By Casey Liss
Accidental Bot Open Sourced

Background

When we recorded next week’s ATP, we realized shortly before show time that our showbot wasn’t operational. Since the showbot wasn’t even our work, we couldn’t really complain. Brad Choate took it upon himself to be kind enough to fork the open-source bot that is used on 5by5. We owe Brad many thanks for roughly a year of faithful and uneventful service.

If you’re not aware, while we’re recording our podcast, it’s also broadcast live. Additionally, we have an IRC channel (#atp on Freenode) where we hang out with listeners. In this channel, there’s an automated robot that listens to the channel for title suggestions. Those suggestions are logged and placed on a page for us hosts to review at the end of the show. Additionally, listeners can up-vote titles they really enjoy; this lends a completely false air of democracy to the process.

So, what with the bot being down for that episode, Marco took it upon himself to whip together a really quick-and-dirty showbot using his PHP framework in the span of 20 minutes. It didn’t have an IRC component; it was simply a web page that one could use to suggest a title or up-vote an existing one.

A Challenge

That got me thinking… I wonder if there’s an IRC package for Node?

Spoiler alert: there is.

So, during the after show, I started to hack. Within around the same 20 minutes, I had an IRC bot that was POSTing to Marco’s short-lived web form.

The next day, I spent a few hours hacking on it. While I’m certainly not done with it, I’ve come up with something that seems to be functional.

Thus, I’ve open sourced “Accidental Bot”; you can find it at GitHub, of course.

Getting Cute

As is often the case, recently I stumbled upon a new technology that I really wanted to find an excuse to use. In the past, that has been things such as .NET reflection, LINQ, Cocoa Touch, or iBeacons. In the case of Accidental Bot, however, it was two things: Node and WebSockets.

Node has been mentioned quite a few times in relation to Camel, the engine that runs this site.

WebSockets are something I’ve only been able to play with briefly in the past. The general premise is, rather than having a user’s web browser continually asking the bot “Can you send updates?” on a regular basis, instead, I instruct the web browser to take a different approach. In this case, the web browser opens a connection to the bot, and keeps it open. Thus, as new titles or votes come in, the bot can push those updates directly to all connected users immediately.
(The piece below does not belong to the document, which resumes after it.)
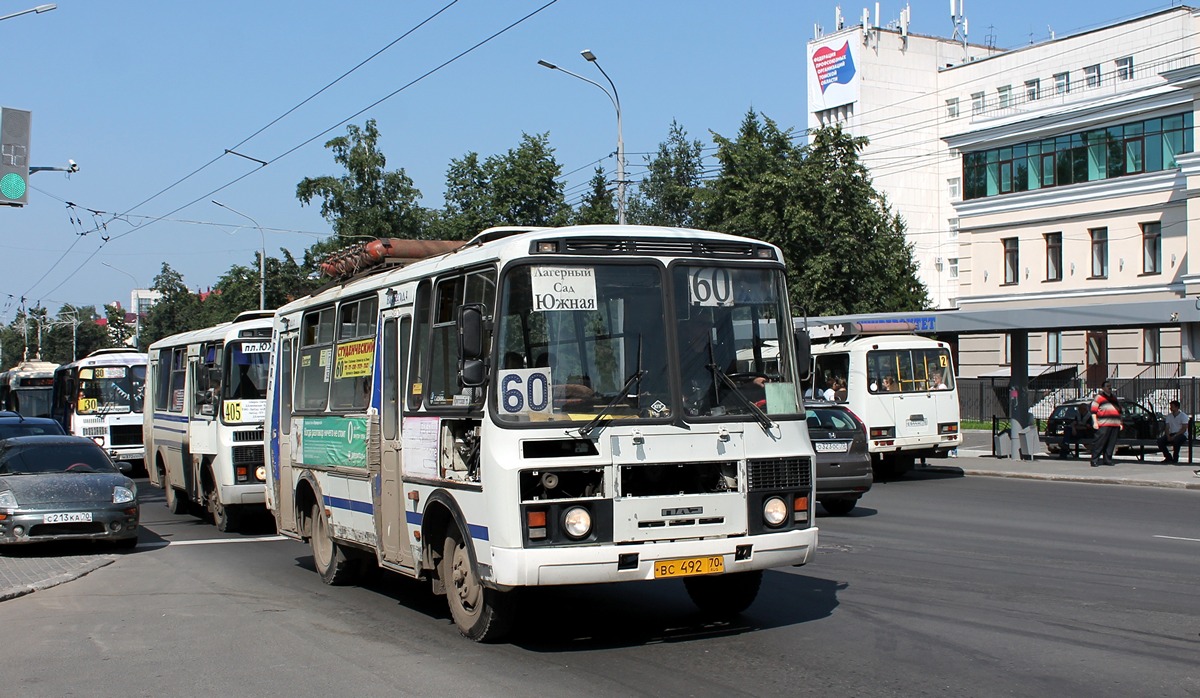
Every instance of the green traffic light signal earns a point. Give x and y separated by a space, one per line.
12 186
This is far preferred to having a latency between the time that a vote or title comes in and the time a user sees it on the site.

So, Accidental Bot conists of a few components:

  1. The bot itself, written in Node.
  2. The bot’s connection to the IRC channel, to listen for suggestions made there.
  3. The client page, hosted on this site.
  4. A websocket connection between the two.
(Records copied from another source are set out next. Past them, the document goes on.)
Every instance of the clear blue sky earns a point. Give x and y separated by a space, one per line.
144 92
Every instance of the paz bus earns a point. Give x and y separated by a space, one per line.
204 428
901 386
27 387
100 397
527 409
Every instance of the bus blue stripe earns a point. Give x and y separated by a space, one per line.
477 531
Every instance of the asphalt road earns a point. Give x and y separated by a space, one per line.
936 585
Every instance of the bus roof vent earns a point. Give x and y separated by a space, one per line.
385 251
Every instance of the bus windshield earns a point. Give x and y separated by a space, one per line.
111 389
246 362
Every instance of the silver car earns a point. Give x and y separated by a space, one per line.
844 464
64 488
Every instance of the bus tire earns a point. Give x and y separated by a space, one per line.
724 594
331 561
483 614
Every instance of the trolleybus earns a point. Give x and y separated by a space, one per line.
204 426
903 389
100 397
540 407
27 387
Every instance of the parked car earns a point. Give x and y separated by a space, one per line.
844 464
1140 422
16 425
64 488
In very quick and brief practice, this seems to work, and work well. What’s on GitHub is the result of less than working day of hacking, and thus, there are plenty of features that could be added, and plenty of bugs lurking beneath the surface. However, when we record next, I plan to have the Accidental Bot running to see if it can handle the load.

Gotcha

First, the titles page is not terribly exciting to look at when the bot isn’t running. And, generally speaking, there’s no point in keeping it running when we’re not recording.

Originally, I would have liked to have hosted the titles page in the same Node server as the bot itself. However, I’m hosting the bot on Heroku. Heroku only allows each dyno to have one port open–in the case of the bot, I need it for web socket connections, and thus can’t open a second port for just plain web connections.

Luckily, since connecting to the bot is done client-side, there’s no reason I can’t host the titles page… anywhere, really. Thus, I looked to the obvious place: the publicly accessible web server hosting this very site.

In a perfect world, I would have opened a web server within the bot and handled sending the static HTML page from there.

I also don’t like that there’s is no persistent storage for titles, should the bot crash during recording. I don’t see the point of rolling an entire database—even NoSQL—for something so ephemeral. However, I can’t even dump a JSON blob on the filesystem because the filesystem is also ephemeral.

Future

Knowing me, as soon as this bot is good enough™, I’ll leave it be and never touch it again. However, there are certainly plenty of improvements that can and should be made.

Nevertheless, my hope is that fledgling show networks may want to build on the work that I’ve done, to help make the experience that much better for their listeners.